Saturday, February 11, 2012

EconomicCrisis.US

news, analytics, recommendations

Fed official says US economy too weak for rate hike

June - 14 - 2010

The US economy’s recent recovery is not yet strong enough to trigger an increase in interest rates, a Federal Reserve official said Monday.

“The recovery will have to be firmer than it is right now and we’ll have to see more improvement” before the central bank raises its Fed funds rate, St.
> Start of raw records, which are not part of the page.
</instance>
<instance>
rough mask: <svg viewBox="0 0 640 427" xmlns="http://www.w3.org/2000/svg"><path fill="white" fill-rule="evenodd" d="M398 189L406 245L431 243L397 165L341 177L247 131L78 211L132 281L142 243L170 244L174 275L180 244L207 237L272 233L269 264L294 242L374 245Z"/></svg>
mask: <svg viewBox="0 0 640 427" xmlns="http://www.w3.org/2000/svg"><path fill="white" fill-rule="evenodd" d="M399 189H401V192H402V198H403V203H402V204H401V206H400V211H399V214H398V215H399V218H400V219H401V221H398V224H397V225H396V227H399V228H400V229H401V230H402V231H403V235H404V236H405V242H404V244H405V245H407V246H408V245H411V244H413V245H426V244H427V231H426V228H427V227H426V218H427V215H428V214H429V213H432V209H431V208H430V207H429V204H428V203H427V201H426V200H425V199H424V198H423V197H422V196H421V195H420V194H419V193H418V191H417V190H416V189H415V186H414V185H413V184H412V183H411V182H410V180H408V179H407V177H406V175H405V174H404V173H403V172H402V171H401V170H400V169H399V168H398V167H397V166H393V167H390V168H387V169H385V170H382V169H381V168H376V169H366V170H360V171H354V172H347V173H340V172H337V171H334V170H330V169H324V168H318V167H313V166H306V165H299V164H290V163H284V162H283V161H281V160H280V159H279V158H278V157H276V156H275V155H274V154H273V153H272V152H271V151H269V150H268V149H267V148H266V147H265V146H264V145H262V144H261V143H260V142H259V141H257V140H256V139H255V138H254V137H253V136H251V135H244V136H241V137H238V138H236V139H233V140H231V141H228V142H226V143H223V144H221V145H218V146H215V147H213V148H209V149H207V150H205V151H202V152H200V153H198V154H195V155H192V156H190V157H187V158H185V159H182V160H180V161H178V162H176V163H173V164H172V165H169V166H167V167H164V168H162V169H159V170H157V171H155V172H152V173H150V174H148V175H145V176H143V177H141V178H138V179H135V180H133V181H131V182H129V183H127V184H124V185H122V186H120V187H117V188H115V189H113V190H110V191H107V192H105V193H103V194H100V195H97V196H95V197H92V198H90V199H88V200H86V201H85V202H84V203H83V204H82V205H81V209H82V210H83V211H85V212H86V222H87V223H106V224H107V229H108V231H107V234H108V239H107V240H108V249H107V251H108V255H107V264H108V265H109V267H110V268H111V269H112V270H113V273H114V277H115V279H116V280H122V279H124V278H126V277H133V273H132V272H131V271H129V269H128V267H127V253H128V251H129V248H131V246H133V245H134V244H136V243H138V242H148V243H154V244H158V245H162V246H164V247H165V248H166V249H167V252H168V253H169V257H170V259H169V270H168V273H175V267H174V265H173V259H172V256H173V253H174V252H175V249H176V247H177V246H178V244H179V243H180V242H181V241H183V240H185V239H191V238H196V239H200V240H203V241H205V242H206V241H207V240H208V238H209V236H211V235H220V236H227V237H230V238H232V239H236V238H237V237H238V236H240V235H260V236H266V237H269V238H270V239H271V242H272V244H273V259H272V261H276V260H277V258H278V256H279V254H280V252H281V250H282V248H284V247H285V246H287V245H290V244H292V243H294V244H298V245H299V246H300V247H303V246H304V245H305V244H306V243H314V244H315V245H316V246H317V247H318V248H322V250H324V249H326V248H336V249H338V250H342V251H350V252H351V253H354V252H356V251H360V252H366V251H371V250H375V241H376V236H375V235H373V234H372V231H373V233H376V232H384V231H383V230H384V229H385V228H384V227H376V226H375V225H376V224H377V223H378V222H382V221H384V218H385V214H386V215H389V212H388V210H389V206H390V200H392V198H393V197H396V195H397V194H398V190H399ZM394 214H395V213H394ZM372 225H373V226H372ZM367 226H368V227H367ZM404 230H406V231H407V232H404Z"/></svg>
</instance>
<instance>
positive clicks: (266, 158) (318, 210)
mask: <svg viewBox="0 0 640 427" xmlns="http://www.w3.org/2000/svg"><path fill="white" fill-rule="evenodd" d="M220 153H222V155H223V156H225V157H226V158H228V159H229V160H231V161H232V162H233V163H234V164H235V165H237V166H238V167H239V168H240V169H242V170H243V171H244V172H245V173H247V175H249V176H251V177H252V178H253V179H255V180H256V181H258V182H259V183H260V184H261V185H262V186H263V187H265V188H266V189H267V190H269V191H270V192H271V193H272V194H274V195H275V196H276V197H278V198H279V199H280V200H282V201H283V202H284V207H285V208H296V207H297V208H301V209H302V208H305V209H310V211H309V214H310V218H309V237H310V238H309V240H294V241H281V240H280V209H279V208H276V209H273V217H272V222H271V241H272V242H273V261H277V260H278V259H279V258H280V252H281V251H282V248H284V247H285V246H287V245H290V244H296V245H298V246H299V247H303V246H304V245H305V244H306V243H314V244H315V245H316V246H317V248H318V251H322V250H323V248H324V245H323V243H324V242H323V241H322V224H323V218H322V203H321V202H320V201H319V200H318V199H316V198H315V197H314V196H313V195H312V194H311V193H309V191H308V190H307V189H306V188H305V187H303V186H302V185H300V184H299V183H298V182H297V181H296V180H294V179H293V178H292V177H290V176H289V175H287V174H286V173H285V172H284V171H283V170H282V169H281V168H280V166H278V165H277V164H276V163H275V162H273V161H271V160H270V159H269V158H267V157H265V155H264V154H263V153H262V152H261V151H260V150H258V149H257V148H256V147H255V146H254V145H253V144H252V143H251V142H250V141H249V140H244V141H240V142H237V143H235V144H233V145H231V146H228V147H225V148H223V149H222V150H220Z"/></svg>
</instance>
Louis Fed president James Bullard said in Tokyo.

The cited continued fragility in the US recovery when it kept ultra-low borrowing costs of zero to 0.25 percent at its April meeting, despite improvements in the labour and housing markets.

With global markets in recent turmoil over fears that eurozone debt woes may derail a fragile recovery, Bullard said that now was not the time to raise the Fed’s separate discount rate further, Dow Jones Newswires reported.

Central banks slashed lending rates to record lows during the financial crisis to get credit flowing and boost economies.

As the sovereign-debt crisis in Europe forces countries there to accelerate debt-reduction measures, there are fears that the crisis could halt economic revival more broadly.

But Bullard, a voting member of the Federal Open Market Committee, said such a scenario was unlikely.

“Even though it’s a very serious crisis and could get worse, I don’t think it’s strong enough to derail the global recovery at this point,” he said.

His comments chimed with those of Fed chairman Ben Bernanke, who said last week the impact from the eurozone crisis would be “modest” with the US economy on track to grow 3.5 percent this year.

Bullard said that 5.0 percent annualized growth in the United States over the next two quarters combined “seems like a reasonable possibility”.

He added that fast-growing Asian economies such as China continue to propel the global recovery with Asia to lead economic growth “into 2011 and beyond”.

Some asset prices in the Chinese economy do not reflect fundamentals, Bullard said, as the government in Beijing battles to rein in soaring property prices.

The Fed official said however that overall, China’s recent growth did not constitute a bubble but a return to rapid pre-crisis rates of expansion.